Primary care providers in the community who are registered with SCOPE can call Niagara Health’s on-call palliative care physician for questions about how to engage a patient in palliative care, how to understand what palliative care options are in Niagara, receive referrals as necessary such as to long-term care, understand when a patient should be sent to the ED, as well as get advice on how to manage symptoms and psychosocial issues.

"Niagara Health has begun to transform its community-facing care paths to work with primary care physicians to help patients avoid the ED and admission,” says Dr. Ryan Chadwick, a family physician at the Thorold Family Medical Centre, a team-based primary care organization. He also works as an ED physician at the Marotta Family Hospital in St. Catharines.

He said SCOPE helps connect outpatient doctors with hospital specialists and urgent diagnostics to diagnose and treat urgent concerns.

"I have now successfully used the program several times, including for the outpatient management of patients with acute conditions."
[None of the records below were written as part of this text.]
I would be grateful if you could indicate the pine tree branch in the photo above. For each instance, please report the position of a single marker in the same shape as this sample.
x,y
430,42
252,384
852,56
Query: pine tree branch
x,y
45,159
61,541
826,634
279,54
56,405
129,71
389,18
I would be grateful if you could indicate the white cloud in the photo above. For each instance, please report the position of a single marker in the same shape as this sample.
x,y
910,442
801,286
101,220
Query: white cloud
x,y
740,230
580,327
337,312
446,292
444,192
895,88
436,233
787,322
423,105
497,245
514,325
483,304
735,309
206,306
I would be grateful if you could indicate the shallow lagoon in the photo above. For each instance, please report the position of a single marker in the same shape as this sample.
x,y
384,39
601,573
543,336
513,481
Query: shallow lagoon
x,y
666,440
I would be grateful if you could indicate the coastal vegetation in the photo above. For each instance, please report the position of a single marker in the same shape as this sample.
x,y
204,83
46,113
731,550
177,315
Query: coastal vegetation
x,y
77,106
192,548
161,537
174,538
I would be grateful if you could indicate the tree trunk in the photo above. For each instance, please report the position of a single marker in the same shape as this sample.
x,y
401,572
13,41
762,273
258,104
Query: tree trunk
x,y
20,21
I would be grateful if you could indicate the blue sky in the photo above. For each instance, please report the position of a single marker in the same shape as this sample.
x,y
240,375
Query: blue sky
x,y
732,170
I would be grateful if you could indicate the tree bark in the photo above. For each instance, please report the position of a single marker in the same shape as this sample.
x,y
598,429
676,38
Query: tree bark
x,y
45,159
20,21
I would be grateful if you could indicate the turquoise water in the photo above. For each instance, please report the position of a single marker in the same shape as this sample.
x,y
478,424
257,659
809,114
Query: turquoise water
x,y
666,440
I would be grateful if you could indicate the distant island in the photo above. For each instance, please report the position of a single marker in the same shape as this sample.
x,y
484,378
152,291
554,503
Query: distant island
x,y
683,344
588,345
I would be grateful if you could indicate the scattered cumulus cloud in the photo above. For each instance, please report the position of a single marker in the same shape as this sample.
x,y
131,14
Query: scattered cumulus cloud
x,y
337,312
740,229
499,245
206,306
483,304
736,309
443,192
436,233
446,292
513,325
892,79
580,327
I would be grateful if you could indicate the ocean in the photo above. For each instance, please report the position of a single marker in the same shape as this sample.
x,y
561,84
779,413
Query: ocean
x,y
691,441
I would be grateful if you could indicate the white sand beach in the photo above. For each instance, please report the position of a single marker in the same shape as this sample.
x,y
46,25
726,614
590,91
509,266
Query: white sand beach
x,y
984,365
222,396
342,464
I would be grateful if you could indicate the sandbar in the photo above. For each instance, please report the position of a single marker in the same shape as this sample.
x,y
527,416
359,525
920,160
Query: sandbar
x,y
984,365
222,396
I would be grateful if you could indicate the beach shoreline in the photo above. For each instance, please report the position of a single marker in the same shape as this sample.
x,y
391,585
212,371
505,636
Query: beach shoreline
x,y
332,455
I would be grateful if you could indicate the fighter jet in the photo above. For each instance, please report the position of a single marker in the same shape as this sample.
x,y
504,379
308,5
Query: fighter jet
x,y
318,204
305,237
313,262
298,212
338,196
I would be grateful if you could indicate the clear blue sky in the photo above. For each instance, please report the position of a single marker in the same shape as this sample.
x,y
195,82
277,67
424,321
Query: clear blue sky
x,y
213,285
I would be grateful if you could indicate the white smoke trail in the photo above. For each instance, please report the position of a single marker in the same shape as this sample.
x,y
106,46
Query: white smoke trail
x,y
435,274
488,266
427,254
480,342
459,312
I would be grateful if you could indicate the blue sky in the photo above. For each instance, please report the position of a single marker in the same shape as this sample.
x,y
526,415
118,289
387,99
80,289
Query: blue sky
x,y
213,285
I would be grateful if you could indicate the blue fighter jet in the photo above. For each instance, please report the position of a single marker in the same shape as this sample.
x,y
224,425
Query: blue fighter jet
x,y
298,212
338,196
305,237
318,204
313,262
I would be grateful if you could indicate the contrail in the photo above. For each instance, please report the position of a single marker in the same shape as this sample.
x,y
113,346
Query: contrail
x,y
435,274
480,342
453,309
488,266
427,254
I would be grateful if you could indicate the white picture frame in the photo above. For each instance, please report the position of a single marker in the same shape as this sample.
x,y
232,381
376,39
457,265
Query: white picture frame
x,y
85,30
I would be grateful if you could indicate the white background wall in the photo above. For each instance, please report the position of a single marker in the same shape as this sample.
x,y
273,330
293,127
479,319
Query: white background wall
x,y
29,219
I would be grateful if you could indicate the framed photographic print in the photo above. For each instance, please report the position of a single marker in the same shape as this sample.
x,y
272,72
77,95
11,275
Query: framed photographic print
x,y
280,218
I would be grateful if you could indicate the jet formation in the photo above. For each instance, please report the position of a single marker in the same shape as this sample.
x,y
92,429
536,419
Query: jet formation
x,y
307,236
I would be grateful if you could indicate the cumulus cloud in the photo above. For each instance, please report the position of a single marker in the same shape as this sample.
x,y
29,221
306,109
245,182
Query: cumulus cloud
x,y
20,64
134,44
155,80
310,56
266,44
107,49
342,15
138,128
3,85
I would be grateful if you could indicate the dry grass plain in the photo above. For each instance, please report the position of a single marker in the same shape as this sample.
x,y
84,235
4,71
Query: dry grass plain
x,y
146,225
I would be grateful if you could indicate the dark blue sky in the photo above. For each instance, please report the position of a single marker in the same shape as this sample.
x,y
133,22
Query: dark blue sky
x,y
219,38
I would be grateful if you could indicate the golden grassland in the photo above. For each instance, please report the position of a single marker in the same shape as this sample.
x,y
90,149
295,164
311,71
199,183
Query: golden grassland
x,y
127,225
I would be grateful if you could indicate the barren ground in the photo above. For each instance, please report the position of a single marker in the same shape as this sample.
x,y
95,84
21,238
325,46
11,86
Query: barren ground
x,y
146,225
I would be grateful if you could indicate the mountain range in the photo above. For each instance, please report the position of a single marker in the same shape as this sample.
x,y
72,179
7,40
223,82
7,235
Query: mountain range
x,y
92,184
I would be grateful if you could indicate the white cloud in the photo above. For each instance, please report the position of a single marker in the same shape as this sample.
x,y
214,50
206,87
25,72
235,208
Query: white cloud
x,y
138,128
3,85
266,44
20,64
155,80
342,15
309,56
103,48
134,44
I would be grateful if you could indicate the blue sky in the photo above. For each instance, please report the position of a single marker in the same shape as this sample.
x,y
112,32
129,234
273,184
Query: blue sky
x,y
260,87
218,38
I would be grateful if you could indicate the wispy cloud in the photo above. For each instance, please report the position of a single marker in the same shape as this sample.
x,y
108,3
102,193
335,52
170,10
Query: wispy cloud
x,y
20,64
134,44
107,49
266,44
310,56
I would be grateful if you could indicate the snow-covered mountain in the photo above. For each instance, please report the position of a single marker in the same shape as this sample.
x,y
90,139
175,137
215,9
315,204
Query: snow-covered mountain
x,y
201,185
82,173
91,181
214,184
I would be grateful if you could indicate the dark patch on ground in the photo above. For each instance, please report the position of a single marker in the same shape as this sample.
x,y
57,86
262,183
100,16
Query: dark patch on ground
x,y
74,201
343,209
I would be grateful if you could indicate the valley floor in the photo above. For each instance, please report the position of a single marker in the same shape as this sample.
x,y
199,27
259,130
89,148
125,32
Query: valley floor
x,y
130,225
Rachel Humphries, Registered Nurse and Mental Health Nurse Navigator, joined SCOPE in January in time to help launch the mental health stream of the program. She says it’s an area that was identified as needing additional support in Niagara.

Throughout the past decade, there has been a significant increase – 33 per cent – in individuals seeking mental health care in Niagara.

Niagara Health currently experiences the highest patient volumes for mental health and addictions among all large community hospitals throughout the province, serving approximately 9,000 patients annually.

Unfortunately, these statistics aren’t entirely unique to Niagara – data has shown that nearly one in five adults will experience a mental illness at some point in their lifetime.

“There’s a need in the community to increase mental health services, and we’ve stepped up to help address these needs,” says Humphries. “We have direct contact with our team of psychiatrists, which is helpful for writing prescriptions, alleviating waiting for an appointment and avoiding ending up in crisis and needing to go to the Emergency Department (ED).”

In 2023-24, SCOPE helped to divert approximately 88 per cent of unnecessary visits to the ED.

“We’re continuing to grow and expand, the ED avoidance rate remains high and we’re proud of how SCOPE Niagara is doing,” says Furnival.